I cannot tell you the number of practicing massage therapists who tell me that one of their top five goals in their career is to be able to afford to take whatever continuing ed class they want. To me, that’s sad. It is sad, to me as a practicioner, that there are classes out there that are not affordable to all therapists. And it is sad to me, as an instructor, that the quality of a class is often based on it’s pricing. We all know that cost is the great equalizer when it comes to massage therapy education.
So what is a better way to determine if a class is going to be worth the money? Research the program, and more importantly, the provider, ahead of signing up for the class.
What are the intentions of the provider? Will they answer your questions personally when you get back to your studio and you cannot remember exactly how they said to execute that technique? Also research the quality of the product – the course. Did the provider design the course their self? What is their teaching style?Do they take time to coach each person individually? Will you receive materials to take home with you? Will there be TA to help if the class grows in number? Is the class itself going to enhance your personal practice? These are just a few of the questions you can and should ask when searching for a CE course. They will help you immensely in pursuit of improving your practice, enhancing your knowledge, and spending your time and money wisely.
I once attended a CE class where one of the attendees actually slept thru much of the two day seminar. I cannot imagine how the instructor felt but, as an attendee, I found it enormously distracting because I kept thinking, “Why did you bother to sign up for this? How do you have enough money to be able to attend a class and get nothing from it?” I know that these people are out there, and you’ve probably seen them too. You may be interested to observe or know how an instructor deals with such distractions.

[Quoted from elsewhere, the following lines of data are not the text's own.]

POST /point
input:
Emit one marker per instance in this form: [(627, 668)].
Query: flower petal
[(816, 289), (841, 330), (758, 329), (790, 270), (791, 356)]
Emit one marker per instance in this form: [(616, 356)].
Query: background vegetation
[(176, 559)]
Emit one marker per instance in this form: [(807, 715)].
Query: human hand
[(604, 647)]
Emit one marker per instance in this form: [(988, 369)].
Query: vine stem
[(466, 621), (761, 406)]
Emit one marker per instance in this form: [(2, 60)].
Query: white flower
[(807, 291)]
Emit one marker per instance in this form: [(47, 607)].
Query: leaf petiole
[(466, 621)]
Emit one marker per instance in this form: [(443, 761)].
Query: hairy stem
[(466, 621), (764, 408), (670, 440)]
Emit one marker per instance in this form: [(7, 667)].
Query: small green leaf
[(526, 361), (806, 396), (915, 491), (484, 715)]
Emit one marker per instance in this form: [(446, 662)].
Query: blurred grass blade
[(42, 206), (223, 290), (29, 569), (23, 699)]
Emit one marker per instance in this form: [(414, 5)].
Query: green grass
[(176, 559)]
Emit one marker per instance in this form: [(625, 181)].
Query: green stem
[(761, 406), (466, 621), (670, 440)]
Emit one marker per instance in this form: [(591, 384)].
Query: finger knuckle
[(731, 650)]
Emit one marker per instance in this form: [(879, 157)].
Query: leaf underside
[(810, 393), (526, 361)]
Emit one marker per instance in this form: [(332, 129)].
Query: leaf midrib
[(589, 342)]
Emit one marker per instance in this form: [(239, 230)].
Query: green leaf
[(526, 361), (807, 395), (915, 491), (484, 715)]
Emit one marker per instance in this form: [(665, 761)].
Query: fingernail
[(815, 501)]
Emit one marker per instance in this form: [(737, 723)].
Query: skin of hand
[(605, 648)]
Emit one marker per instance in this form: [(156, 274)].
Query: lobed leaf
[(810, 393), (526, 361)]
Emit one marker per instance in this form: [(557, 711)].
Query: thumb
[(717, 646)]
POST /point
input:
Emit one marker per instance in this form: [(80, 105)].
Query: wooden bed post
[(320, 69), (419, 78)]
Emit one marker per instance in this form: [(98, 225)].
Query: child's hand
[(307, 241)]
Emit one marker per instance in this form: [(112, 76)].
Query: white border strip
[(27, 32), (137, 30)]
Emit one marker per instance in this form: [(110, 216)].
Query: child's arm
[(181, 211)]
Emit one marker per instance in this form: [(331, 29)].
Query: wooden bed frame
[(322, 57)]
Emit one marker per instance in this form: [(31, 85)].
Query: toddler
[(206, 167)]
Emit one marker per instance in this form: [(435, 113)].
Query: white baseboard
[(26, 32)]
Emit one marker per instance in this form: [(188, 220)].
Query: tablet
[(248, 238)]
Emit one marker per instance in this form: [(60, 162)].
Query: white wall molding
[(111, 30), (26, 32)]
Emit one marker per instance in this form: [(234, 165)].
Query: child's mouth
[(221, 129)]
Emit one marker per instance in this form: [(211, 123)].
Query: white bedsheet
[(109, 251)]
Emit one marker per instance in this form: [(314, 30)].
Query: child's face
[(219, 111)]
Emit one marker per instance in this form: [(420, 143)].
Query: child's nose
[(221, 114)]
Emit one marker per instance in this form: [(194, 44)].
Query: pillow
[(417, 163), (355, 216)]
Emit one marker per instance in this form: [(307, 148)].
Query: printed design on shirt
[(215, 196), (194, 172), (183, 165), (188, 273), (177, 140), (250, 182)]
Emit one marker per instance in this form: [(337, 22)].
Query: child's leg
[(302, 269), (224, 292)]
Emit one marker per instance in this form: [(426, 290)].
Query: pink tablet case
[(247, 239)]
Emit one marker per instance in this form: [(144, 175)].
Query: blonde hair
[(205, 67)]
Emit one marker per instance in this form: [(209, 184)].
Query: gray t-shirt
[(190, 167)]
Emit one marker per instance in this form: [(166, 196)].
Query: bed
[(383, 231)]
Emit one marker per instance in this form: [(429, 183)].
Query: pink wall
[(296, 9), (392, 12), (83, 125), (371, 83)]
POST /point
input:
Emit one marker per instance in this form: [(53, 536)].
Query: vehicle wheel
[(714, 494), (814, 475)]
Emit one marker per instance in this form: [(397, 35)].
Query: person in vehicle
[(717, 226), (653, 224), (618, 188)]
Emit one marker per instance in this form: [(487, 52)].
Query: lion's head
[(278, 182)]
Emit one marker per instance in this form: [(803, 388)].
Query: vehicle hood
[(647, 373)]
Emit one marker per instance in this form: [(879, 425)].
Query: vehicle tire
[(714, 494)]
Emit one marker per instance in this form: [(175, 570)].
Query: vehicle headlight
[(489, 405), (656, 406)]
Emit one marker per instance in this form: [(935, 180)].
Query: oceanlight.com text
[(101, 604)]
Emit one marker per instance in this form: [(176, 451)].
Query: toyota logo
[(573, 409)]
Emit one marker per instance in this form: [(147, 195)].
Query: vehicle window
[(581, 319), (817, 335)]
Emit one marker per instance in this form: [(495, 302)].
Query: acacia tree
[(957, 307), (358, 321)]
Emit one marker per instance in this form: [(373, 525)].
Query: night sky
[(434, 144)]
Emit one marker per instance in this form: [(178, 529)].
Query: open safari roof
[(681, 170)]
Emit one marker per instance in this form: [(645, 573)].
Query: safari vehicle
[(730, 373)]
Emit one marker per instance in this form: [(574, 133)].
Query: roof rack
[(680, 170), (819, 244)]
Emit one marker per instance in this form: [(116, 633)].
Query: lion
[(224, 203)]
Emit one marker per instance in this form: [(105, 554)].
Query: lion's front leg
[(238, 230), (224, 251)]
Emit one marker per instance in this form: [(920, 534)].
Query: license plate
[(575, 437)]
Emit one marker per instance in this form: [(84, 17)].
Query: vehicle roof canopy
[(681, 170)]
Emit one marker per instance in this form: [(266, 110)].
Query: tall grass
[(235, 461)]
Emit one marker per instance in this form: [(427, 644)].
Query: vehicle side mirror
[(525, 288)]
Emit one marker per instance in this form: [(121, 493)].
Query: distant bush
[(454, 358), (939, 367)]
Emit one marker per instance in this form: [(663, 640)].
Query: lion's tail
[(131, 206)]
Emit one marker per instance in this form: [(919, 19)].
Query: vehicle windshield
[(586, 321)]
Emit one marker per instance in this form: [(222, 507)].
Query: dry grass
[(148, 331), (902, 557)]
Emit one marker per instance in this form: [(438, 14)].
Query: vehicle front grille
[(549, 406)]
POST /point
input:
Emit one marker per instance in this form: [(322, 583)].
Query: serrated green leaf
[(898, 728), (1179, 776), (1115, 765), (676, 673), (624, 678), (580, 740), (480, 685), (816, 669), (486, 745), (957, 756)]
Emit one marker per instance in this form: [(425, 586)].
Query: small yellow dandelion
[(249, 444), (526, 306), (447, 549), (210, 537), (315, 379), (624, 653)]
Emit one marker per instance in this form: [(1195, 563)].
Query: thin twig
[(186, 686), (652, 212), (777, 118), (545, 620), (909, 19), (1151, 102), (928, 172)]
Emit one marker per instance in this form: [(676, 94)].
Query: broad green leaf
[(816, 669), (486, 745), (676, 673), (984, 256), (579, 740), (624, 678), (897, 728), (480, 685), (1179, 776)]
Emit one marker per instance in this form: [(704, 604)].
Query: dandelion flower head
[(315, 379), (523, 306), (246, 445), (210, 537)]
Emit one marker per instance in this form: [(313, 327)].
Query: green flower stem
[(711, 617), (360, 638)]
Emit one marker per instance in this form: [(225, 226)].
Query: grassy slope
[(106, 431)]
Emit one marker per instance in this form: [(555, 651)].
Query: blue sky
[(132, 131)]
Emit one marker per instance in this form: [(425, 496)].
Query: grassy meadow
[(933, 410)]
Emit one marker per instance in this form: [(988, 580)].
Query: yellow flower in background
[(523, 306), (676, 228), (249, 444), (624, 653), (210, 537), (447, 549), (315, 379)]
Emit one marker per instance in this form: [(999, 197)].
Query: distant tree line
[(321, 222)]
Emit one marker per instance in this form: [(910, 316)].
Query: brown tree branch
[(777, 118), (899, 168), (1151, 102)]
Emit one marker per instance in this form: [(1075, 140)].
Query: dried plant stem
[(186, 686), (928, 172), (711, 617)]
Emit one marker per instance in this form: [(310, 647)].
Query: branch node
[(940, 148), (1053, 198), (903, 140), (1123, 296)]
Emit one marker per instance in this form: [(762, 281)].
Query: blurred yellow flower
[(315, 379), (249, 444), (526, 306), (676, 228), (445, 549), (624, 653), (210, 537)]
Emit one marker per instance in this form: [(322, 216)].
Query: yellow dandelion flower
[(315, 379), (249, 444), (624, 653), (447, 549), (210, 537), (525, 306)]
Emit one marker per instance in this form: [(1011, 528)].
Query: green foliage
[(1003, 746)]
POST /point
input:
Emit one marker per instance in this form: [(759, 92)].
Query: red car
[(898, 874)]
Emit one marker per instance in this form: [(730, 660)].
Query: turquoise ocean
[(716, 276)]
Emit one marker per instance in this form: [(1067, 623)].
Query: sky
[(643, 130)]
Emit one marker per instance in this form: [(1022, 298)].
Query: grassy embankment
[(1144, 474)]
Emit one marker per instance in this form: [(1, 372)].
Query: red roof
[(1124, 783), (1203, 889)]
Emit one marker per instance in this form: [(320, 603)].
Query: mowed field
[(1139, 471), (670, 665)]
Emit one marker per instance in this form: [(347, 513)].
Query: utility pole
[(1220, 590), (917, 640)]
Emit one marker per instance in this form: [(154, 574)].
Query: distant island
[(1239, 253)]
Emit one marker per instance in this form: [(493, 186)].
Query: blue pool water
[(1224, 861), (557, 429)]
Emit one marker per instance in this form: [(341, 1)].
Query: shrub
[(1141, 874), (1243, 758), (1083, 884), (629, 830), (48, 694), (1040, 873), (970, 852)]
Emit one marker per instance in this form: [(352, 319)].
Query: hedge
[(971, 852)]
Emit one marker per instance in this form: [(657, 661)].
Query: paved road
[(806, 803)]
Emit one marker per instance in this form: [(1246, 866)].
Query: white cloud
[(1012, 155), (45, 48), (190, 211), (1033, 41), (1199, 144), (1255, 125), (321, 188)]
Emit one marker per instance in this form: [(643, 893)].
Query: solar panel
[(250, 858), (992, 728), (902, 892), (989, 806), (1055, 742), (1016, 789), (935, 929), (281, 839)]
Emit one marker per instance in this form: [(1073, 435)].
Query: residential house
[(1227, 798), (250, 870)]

Perhaps the most important question to research is whether the provider is up to date with their accreditations and licensing. Early in my teaching career, I had a student travel to a class in a resort area about 2 hours away from home. He paid for a weekend class, two nights in a hotel, meals, travel, etc. He was, as we almost all are, audited when his renewal came due. He was very surprised to discover that this particular provider was not up to date on their credentials and had actually allowed them to lapse. My student received no CE credit for that course and subsequently fell out of state compliance, fines ensued, not a good situation. Take the minute or two to check on line that your provider is actually in good standing with NCBTMB or your state before you give them your hard earned money.
You may also want to consider the providers portfolio of class offerings. Providers who offer classes in many disciplines can absolutely be as good or better than instructors who focus on one subject, however, you may want to learn specifically from an “Expert” in a particular discipline. Once you find a reputable provider that you feel a rapport with, it’s nice to have the opportunity to return to them. Does the provider have advanced courses in their field so that you can continue your skill set? Or is this class just an introduction after which you will have to find another instructor to further your knowledge? Consider what you’d like to be able to do with your new skills while choosing the provider.
There are amazing continuing education providers all across the nation who are teaching amazing small classes. They are equally as competent and devoted to their craft as those who are large and filling auditoriums. Please talk to them, learn from them, and share the good news when you find those gems in your region!